AUSTIN — The Republican Party of Texas denounced this week’s Texas House rules vote, which allowed Democrats to continue chairing committees and block conservative legislation, at a press conference on the Capitol grounds.
More than a thousand Republican voters converged on the Capitol Thursday to voice their disgust with the status quo and hear from RPT officials and conservative lawmakers.
“While conservatives in Washington, D.C., recently fought for and won historic reforms that bring accountability and transparency to Congress, state House members in Texas just rolled over and played dead,” said RPT Legislative Priorities Chair Jill Glover.
Glover reminded Texas lawmakers that the hundreds of voters in attendance “are your constituents.”
Banning Democrat committee chairmanship is one of eight Republican priorities for 2023, and although it is supported by more than 81 percent of Republican voters, a majority of Republican lawmakers failed to deliver.
State Rep. Nate Schatzline (R–Fort Worth)—one of the few representatives who attempted to force a vote on the issue of Democrat committee chairs during Wednesday’s rules debate—promised voters, “We’re going to continue to fight,” especially on other RPT priority issues such as child gender mutilation and supporting parental rights in education.
“You need to get louder and louder and louder,” Schatzline encouraged the crowd.
State Rep. Bryan Slaton (R–Royse City), who filed the amendment to ban Democrat committee chairs and was shot down, told the crowd, “This building back here [the Capitol] is supposed to represent a place where we can have civil discourse, debate, discussion, ideas can survive, and ideas can die. What we saw yesterday is there’s one item that’s not allowed to be discussed in your Texas House, and that’s a Republican Party legislative priority of making sure the majority party is in leadership. That is a no-fly zone in that building.”
State Rep. Brian Harrison (R–Waxahachie)—one of the representatives who fought to get a floor vote on Slaton’s amendment—said yesterday’s vote was “incredibly unfortunate.”
“It does bring to mind a little bit of a question: What exactly is the point of fighting for election integrity if elected Republicans are just going to turn around and voluntarily give power back to the Democrats?” asked Harrison.
However, Harrison encouraged voters to stay in the fight because “there is nothing less than the future of our entire state, of our nation, on the line.”
“I think that was pretty dirty business,” said State Rep.
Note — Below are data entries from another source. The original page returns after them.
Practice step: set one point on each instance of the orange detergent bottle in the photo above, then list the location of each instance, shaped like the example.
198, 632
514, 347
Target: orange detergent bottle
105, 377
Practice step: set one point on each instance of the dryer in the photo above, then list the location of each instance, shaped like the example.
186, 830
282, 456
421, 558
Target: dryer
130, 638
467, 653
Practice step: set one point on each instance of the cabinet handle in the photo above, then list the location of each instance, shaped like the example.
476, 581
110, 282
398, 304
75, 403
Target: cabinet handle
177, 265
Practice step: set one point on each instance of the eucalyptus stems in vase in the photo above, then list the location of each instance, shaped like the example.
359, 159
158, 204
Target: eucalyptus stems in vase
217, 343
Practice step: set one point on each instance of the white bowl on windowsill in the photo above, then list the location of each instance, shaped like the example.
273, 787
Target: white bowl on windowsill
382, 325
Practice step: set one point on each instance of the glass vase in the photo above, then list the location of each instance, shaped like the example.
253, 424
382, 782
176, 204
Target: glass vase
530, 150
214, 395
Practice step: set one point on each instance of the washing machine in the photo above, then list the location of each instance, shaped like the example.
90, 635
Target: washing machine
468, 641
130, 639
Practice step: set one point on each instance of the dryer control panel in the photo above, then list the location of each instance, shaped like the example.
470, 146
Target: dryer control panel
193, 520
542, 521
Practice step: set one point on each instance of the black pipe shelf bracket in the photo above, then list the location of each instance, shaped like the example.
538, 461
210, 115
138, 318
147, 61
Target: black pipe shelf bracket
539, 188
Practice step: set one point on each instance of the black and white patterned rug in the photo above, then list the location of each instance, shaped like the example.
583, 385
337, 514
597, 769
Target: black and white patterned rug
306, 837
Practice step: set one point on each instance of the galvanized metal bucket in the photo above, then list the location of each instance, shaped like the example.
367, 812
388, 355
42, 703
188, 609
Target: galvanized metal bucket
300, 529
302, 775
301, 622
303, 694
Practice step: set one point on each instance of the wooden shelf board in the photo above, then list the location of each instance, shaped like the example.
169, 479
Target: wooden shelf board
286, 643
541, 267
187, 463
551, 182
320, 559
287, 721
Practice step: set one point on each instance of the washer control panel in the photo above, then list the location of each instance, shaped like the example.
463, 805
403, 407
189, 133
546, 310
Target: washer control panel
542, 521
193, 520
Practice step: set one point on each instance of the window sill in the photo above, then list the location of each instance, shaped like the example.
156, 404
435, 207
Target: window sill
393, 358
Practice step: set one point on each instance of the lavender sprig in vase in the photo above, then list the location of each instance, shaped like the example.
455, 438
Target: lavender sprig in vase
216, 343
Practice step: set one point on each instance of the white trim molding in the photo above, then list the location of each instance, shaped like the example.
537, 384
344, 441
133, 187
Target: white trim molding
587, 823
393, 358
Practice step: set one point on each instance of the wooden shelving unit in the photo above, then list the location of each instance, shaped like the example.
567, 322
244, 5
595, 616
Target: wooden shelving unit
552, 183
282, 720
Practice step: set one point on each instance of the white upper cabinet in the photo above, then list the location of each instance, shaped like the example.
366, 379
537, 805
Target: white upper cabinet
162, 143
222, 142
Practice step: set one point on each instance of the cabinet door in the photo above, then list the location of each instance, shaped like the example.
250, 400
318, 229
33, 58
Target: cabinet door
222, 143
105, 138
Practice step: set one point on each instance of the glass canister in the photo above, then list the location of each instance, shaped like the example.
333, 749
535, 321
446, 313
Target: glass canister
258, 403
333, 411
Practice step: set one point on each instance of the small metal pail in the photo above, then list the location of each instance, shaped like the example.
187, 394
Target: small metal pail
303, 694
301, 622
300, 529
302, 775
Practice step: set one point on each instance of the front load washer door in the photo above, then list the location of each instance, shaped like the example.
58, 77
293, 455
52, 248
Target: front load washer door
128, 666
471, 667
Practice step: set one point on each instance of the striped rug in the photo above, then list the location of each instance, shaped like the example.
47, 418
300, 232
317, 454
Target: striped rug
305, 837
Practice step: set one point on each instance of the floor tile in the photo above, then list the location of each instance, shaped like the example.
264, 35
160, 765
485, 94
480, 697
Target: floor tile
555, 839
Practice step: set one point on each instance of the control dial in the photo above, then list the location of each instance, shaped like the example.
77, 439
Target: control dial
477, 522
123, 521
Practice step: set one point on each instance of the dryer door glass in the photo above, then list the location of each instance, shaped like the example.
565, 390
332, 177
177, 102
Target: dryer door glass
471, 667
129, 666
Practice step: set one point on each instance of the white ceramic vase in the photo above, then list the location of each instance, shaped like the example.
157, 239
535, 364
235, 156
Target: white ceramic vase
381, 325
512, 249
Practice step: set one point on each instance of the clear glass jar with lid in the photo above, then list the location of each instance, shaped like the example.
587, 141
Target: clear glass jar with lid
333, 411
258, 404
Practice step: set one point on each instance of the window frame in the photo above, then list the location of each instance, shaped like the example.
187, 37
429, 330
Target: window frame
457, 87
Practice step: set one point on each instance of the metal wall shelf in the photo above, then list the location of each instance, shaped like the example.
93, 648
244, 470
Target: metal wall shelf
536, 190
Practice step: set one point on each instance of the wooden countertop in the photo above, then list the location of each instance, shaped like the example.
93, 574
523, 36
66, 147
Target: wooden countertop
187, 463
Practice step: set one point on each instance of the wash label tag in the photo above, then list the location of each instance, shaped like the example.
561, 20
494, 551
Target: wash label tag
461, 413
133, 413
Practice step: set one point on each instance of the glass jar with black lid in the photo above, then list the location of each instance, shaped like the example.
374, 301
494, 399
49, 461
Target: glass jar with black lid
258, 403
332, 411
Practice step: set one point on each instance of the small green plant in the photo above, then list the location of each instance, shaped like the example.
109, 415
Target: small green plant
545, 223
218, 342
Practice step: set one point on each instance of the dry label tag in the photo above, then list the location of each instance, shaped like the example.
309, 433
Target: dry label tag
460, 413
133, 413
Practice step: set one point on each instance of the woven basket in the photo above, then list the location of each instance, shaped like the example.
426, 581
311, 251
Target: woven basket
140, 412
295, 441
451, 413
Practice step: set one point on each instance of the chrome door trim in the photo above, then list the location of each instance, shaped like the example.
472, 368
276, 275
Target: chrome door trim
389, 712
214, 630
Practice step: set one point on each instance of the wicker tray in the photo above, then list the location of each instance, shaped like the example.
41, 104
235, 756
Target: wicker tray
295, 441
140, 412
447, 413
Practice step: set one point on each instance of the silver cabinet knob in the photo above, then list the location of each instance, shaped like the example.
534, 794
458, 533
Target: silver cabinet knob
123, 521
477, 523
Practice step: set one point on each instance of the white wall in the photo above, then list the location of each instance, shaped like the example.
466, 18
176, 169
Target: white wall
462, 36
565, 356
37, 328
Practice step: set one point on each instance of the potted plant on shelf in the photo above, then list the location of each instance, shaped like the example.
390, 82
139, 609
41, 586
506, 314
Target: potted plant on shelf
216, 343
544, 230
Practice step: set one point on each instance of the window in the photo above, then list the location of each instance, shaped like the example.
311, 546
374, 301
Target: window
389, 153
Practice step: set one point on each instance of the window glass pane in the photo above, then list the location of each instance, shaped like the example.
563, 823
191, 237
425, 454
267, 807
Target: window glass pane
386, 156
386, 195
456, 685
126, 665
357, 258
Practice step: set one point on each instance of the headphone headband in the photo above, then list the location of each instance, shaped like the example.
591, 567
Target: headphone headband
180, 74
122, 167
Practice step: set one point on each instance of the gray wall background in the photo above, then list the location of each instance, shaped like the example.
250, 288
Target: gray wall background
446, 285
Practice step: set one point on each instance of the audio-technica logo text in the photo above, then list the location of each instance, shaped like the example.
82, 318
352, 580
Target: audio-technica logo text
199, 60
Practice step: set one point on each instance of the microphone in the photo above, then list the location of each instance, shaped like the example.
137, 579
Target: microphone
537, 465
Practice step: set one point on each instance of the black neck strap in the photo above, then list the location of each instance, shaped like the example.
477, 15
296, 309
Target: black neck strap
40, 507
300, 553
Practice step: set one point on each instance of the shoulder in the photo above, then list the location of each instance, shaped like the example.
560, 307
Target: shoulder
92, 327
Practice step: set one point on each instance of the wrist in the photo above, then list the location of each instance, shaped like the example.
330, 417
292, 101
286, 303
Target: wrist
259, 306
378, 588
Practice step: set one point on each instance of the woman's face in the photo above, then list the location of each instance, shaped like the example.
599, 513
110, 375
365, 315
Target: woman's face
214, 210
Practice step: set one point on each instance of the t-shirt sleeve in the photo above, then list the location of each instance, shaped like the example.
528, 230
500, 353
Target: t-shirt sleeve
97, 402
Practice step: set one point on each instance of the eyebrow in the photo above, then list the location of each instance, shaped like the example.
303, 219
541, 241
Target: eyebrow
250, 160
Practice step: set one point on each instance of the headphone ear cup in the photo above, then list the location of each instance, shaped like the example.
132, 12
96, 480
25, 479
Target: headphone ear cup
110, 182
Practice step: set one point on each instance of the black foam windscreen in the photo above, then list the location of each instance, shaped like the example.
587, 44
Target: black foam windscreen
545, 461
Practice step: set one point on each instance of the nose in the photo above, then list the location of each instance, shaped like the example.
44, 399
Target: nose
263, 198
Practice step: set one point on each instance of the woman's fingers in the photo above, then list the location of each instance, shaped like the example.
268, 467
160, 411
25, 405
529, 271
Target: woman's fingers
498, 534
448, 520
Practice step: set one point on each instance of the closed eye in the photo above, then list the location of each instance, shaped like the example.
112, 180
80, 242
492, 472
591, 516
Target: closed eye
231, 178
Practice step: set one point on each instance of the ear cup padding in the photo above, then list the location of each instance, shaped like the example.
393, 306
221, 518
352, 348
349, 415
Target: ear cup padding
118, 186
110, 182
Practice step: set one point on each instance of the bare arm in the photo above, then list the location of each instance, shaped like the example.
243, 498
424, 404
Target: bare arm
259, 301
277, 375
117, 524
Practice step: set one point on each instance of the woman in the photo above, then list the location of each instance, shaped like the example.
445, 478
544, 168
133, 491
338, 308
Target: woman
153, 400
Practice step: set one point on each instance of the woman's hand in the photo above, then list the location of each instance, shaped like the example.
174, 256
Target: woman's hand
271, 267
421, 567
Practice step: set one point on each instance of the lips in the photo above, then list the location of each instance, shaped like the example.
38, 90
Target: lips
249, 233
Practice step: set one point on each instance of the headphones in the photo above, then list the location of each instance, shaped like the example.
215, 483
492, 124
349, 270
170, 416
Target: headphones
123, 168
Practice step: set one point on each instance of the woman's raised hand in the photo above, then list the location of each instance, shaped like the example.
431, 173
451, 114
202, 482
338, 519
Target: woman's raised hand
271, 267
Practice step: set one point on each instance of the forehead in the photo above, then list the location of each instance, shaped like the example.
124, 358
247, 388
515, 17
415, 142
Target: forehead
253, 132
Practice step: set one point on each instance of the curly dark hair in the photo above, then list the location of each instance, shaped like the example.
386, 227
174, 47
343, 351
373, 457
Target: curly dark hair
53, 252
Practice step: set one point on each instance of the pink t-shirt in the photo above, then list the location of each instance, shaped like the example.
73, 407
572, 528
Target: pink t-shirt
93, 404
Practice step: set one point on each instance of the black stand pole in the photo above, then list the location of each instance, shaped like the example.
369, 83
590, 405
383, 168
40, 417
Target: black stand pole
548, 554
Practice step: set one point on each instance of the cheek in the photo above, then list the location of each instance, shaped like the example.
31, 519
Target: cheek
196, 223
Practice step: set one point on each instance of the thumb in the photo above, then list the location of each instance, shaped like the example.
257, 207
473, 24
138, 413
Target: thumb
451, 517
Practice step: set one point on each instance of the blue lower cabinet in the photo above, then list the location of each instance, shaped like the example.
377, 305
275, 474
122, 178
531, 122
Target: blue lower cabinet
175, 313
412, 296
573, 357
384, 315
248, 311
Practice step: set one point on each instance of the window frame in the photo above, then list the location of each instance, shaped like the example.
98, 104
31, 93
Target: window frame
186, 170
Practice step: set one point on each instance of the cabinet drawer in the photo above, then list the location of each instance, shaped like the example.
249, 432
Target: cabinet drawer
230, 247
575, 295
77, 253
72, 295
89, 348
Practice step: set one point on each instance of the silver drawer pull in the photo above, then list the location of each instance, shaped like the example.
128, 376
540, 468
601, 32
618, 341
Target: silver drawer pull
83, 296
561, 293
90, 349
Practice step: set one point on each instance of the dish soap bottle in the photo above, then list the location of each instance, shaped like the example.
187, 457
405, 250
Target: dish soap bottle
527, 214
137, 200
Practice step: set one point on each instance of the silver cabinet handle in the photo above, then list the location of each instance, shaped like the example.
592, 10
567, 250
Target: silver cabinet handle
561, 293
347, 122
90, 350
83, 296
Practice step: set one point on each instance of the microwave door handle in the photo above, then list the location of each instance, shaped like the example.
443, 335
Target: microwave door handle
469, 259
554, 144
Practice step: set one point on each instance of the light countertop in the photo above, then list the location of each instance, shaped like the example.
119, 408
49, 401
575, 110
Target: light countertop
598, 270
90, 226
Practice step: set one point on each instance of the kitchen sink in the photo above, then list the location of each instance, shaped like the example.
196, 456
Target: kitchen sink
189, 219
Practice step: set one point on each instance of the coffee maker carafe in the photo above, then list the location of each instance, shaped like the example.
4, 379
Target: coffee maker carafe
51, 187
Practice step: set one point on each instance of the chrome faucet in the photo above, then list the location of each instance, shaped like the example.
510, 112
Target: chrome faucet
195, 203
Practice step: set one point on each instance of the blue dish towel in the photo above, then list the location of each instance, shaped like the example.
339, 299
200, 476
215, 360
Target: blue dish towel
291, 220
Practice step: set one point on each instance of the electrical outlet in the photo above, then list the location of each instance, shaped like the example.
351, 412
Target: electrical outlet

Tony Tinderholt (R–Arlington) of House Speaker Dade Phelan’s (R–Beaumont) decision to hold the rules debate on Wednesday, thereby denying the hundreds of Republican voters from across the state—who had already planned to travel to the Capitol on Thursday—the chance to voice their opposition to Democrat committee chairs.
“There were Republicans that were complicit in what happened yesterday,” said Tinderholt.
Citizens can contact their lawmakers to ask whether they will fight for Republican priorities.
NOTE: An earlier version of this article included an allegation made by State Rep. Tinderholt against State Rep. Jeff Leach. Tinderholt has since recanted the claim and it has been removed from this article.